How many hours a day do you write?

Usually about two hours a day. Sometimes more. It just depends. I always write in my journal before I go to bed. Most of what I write is done in one sitting.

Does writing energize or exhaust you?

It energizes me and makes me feel accomplished.

What are common traps for aspiring writers?

Sometimes, writers are afraid to be authentic and fall into the trap of writing about things they do not know very much about because they are trying too hard to be popular. I am also not a fan of writing prompts because these steer writers too far away from writing their own stories.

Does a big ego help or hurt writers?

I personally think you have to ego down to be a good writer otherwise your ego will get in the way.

How often you read?

I read every day. I believe that avid readers make better writers.

Do you try more to be original or to deliver to readers what they want?

I am original. Honesty in writing is huge for me so I cannot write any other way.

Do you think someone could be a writer if they don’t feel emotions strongly?

I don’t think so because you have to have a certain level of emotional intelligence to write.

If you could tell your younger writing self anything, what would it be?

Start sharing your work! I was in my 50’s before I shared anything I had written.

How did publishing your first book change your process of writing?

It made me more focused on writing poetry consistently every day.

What was the best money you ever spent as a writer?

I buy expensive, well-made journals that will last for years and years. I have kept a journal since I was 14 years old and I want them all to outlive me, so they must be high quality and sturdy.

Do you read your book reviews? Do they please you or annoy you? Do you think you can learn a lot from reading criticism about your work?

Yes. I read all my reviews and I dissect every line of them because I want to learn and keep improving. I believe that the moment you stop improving is the moment you should retire.

What are your favorite books?

“On Earth We Are Briefly Gorgeous,” by Ocean Vuong, “Aristotle and Dante Discover the Secrets of the Universe,” by Benjamin Alire Suarez, and “On the Road,’ by Jack Kerouac

What is your favorite childhood book?

The Winnie the Pooh books

After the writing’s finished, how do you judge the quality of your work?

I read it out loud to myself and if I like what I hear, then I know it is done.

Were your parents interested in literature? Did they read a lot? What books did you have in the house?

Yes, I grew up in a family of avid readers. Books were everywhere growing up and we went to the library regularly. My mom loved E.B. White and Anne Sexton, my dad read all the sports books and the books my mom recommended to him, but there are too many authors and titles to mention.

What in particular attracted you to this genre?

I love poetry because I get to share my personal experiences with the reader

Would you rather read a book or watch television?

I would rather read. I don’t watch much television.

How different was your life one year ago?

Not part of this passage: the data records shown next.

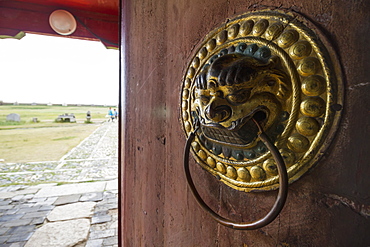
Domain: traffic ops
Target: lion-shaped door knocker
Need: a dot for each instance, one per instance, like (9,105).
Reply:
(261,100)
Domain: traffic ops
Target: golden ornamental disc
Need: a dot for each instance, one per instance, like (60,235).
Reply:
(270,66)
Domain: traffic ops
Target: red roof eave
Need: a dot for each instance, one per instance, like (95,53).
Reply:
(95,21)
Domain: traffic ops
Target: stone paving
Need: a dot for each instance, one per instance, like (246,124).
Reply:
(70,202)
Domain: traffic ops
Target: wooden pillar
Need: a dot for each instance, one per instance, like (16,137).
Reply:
(327,207)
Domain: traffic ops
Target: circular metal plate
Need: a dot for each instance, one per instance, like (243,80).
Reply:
(307,106)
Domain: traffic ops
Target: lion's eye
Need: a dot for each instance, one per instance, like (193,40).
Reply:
(238,97)
(204,99)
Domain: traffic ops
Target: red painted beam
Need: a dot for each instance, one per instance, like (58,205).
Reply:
(18,16)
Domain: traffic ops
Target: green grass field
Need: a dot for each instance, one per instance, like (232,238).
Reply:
(45,140)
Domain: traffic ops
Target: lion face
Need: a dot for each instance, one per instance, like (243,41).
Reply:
(231,91)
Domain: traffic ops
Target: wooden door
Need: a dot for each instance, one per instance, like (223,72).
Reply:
(329,206)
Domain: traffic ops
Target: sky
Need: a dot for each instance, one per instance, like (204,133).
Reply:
(58,70)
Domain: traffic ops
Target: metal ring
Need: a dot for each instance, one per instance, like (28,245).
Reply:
(280,200)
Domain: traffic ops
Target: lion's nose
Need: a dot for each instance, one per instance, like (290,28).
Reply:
(218,113)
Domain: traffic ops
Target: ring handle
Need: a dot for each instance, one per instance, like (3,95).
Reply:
(280,200)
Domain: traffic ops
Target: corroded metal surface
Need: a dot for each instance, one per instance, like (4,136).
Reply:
(267,65)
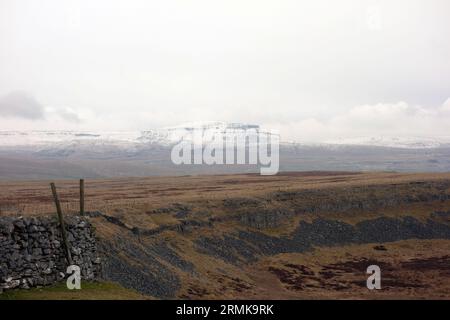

It is vastly different. I lost my hotel management job at the beginning of COVID, and the best thing that 2020 gave me was the gift of time. Suddenly, I had so much time to write, so I dove head first into this creative zone and now I can never go back.

Tell us some more about your book.

I had the idea of assembling an anthology after connecting with so many other poets on Instagram. It was 2020 and I thought it would be good to give the readers a book that could help them escape from the world for a bit.

What inspired the premise of your book?

It was inspired from a comment from a reader while I was doing an Instagram Live session with fellow Perspective to Pen poet, Anthony James Rivera.

What makes this book important right now?

Much of the poetry is current and reflects on what we are all going through right now amid this pandemic.

How did you decide on this title?

It was written during one of our zoom calls when all 12 poets were brainstorming. We love the word perspective since this is an anthology and each one of us has a different perspective.

What’s next for you?

I will be releasing my sixth book of poetry, “kaleidoscope of colors: Volume two.